By Glenn Oliver
The American Society of Civil Engineers estimates that America’s water/wastewater infrastructure needs $1.3 trillion dollars of investment over the next 25 years.The vast majority of the money needed for this investment is not likely to come as grants from the federal government
– in fact federal grant monies for water infrastructure has seen a significant decline since the early 1980s. Today it is commonly understood that the funds needed are more likely to come from bonds, loans, or financing through public/private partnerships. In either case, the investment will come in the form of funds that have to be repaid by the ratepayers. It is not unusual to see water and sewer rates rising at 2-7% annually to cover the costs of debt service or to provide direct infrastructure financing for infrastructure projects. In its latest annual survey of water price trends in 30 large U.S. cities Circle of Blue found that the average price of residential drinking water for a family of four using 100 gallons per person per day rose 3.3 percent in 2018. California had the highest increases. Prices at the 50-gallon-per-person level in Fresno, Los Angeles, San Diego, San Francisco, and San Jose climbed more than 7 percent. Residents of San Jose (17.8 percent), Fresno (15.4 percent), and Los Angeles (13 percent) absorbed the three highest price increases in the survey.
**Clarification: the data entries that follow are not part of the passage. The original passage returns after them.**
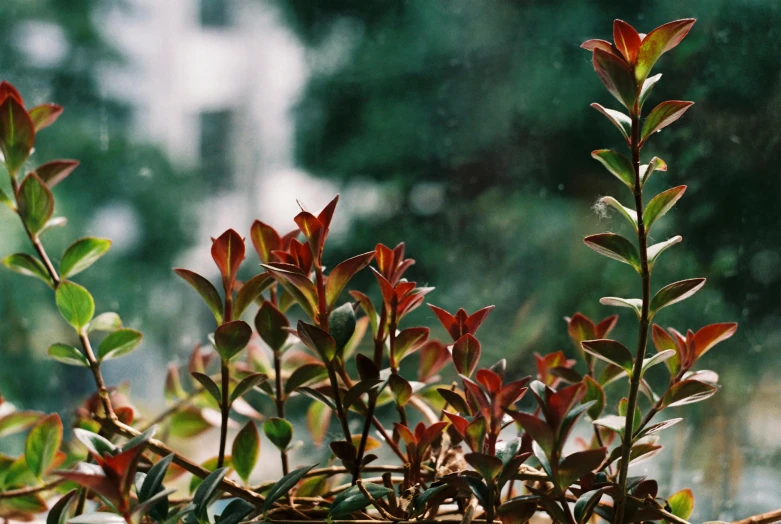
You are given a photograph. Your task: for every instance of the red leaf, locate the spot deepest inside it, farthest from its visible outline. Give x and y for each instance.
(447, 320)
(45, 115)
(459, 422)
(657, 42)
(341, 275)
(433, 357)
(711, 335)
(228, 252)
(17, 133)
(490, 380)
(466, 354)
(52, 173)
(617, 76)
(627, 40)
(476, 319)
(265, 239)
(581, 328)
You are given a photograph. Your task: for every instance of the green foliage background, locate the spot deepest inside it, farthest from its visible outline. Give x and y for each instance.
(470, 120)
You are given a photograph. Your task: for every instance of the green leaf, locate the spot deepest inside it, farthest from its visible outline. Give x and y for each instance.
(586, 504)
(99, 517)
(656, 359)
(579, 464)
(610, 351)
(635, 304)
(617, 164)
(341, 275)
(662, 116)
(153, 482)
(17, 421)
(271, 324)
(682, 504)
(246, 384)
(617, 118)
(317, 340)
(207, 491)
(119, 343)
(96, 444)
(204, 288)
(341, 324)
(353, 499)
(17, 133)
(661, 204)
(67, 355)
(209, 385)
(250, 291)
(284, 485)
(59, 512)
(659, 41)
(279, 431)
(629, 214)
(75, 304)
(487, 466)
(236, 512)
(27, 265)
(615, 247)
(596, 393)
(304, 375)
(107, 322)
(648, 85)
(617, 77)
(646, 170)
(36, 203)
(43, 443)
(82, 254)
(688, 392)
(245, 451)
(231, 337)
(675, 292)
(657, 249)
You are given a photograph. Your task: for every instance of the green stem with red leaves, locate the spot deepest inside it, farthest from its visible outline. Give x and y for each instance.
(642, 343)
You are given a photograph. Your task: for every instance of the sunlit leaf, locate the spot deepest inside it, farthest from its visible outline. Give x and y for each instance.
(655, 250)
(119, 343)
(279, 431)
(75, 304)
(617, 118)
(662, 116)
(616, 75)
(616, 247)
(675, 292)
(28, 265)
(610, 351)
(245, 451)
(17, 133)
(661, 204)
(67, 355)
(617, 164)
(204, 288)
(42, 444)
(688, 392)
(659, 41)
(36, 203)
(231, 337)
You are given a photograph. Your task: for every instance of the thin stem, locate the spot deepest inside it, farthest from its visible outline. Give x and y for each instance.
(225, 411)
(634, 384)
(280, 401)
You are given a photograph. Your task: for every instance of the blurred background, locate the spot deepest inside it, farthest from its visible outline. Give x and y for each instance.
(461, 128)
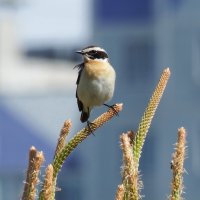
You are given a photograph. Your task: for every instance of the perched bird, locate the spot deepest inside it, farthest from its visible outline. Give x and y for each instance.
(95, 82)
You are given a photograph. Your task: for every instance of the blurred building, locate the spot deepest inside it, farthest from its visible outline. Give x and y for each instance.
(37, 87)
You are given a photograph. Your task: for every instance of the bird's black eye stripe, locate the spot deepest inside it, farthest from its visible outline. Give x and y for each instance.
(98, 54)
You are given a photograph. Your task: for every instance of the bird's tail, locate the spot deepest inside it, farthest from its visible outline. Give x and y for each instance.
(84, 116)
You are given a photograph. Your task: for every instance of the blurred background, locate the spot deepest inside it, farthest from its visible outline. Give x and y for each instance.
(37, 90)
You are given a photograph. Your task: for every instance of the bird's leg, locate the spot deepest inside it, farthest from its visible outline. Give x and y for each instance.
(112, 107)
(89, 124)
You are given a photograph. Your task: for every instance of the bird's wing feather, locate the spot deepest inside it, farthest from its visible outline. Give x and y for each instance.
(80, 68)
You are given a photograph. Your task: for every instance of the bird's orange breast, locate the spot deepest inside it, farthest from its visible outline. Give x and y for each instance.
(94, 69)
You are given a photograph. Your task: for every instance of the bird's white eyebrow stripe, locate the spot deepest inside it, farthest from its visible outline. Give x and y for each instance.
(94, 48)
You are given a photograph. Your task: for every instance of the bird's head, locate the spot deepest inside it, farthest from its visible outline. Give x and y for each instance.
(94, 53)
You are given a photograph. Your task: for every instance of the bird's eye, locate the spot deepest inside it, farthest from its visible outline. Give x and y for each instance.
(93, 52)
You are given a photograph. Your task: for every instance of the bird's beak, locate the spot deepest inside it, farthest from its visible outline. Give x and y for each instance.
(80, 52)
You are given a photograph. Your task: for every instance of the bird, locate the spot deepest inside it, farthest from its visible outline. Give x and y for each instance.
(95, 82)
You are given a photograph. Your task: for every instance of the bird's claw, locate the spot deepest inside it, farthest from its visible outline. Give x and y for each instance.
(112, 107)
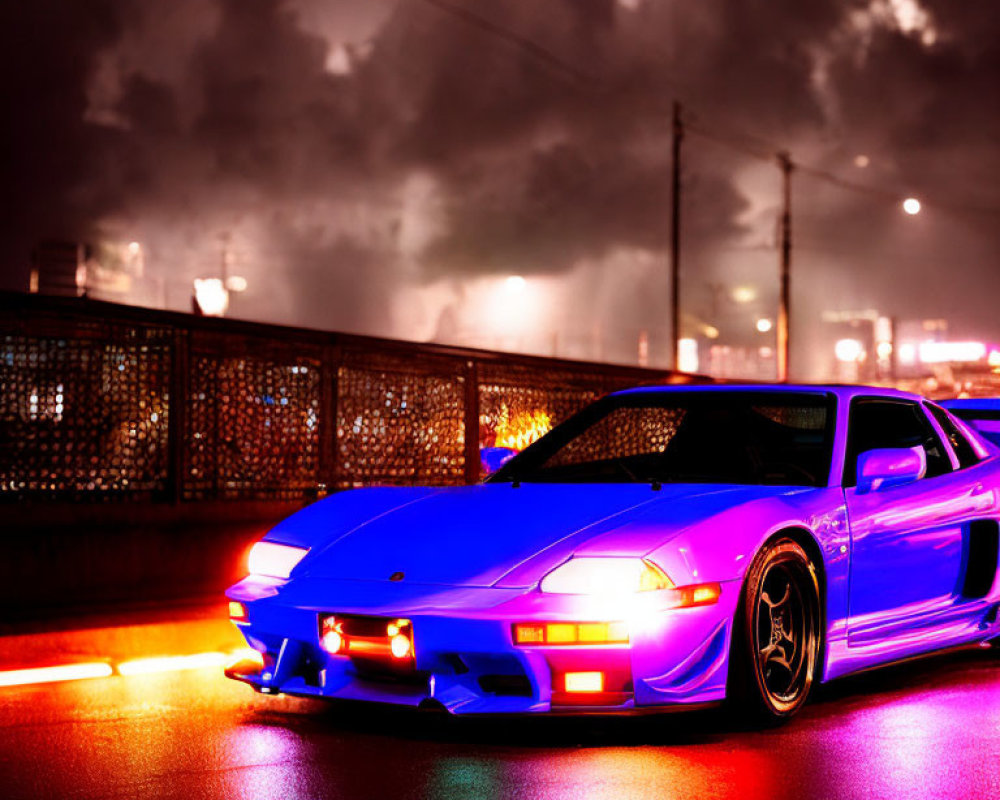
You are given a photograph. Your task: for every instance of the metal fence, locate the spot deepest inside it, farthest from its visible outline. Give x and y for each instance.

This trend is going to continue due to the nation’s crumbling water/sewer infrastructure. This present a problem because rates are rising but average American wages are not. In fact, a recent poll by Bankrate suggests that American wages are stagnating (62% of workers surveyed said that they had not received a pay raise in the past 12 months). According to Pew Research Center, the average worker today has slightly less purchasing power than the average worker in 1973, after factoring in inflation. With water rates continuing to rise and wages stagnating (and real purchasing power decreasing), we are heading towards a nationwide water affordability crisis. In 2018, the online publication, Water Deeply, reported that the poorest Californians are paying as much as a fifth of their incomes for water. According to Food & Water Watch, more than a third of U.S. households may soon be unable to pay their water bills. The point is highlighted by the following graphic:
It is time for water utilities to become aware of this looming issue and ensure that they are regularly exploring ways to improve efficiency and contain (or reduce) costs. Secondly, water utilities should develop a communications plan to explain to their communities the actions being done to improve operational efficiency and contain (or reduce) costs. This will help the community be more accepting of rate increases. They will still probably not like it, but at least they will be able to see that the utility is taking steps to minimize the amount of the rate increases. Utilities should also consider ways to share information, eliminate duplicated costs, and increase cooperative procurement – these are common sense steps that a community could easily see as meritorious steps to reduce costs. Now is the time to look at all ideas and innovations for efficiency and cost savings – before water affordability becomes a crisis.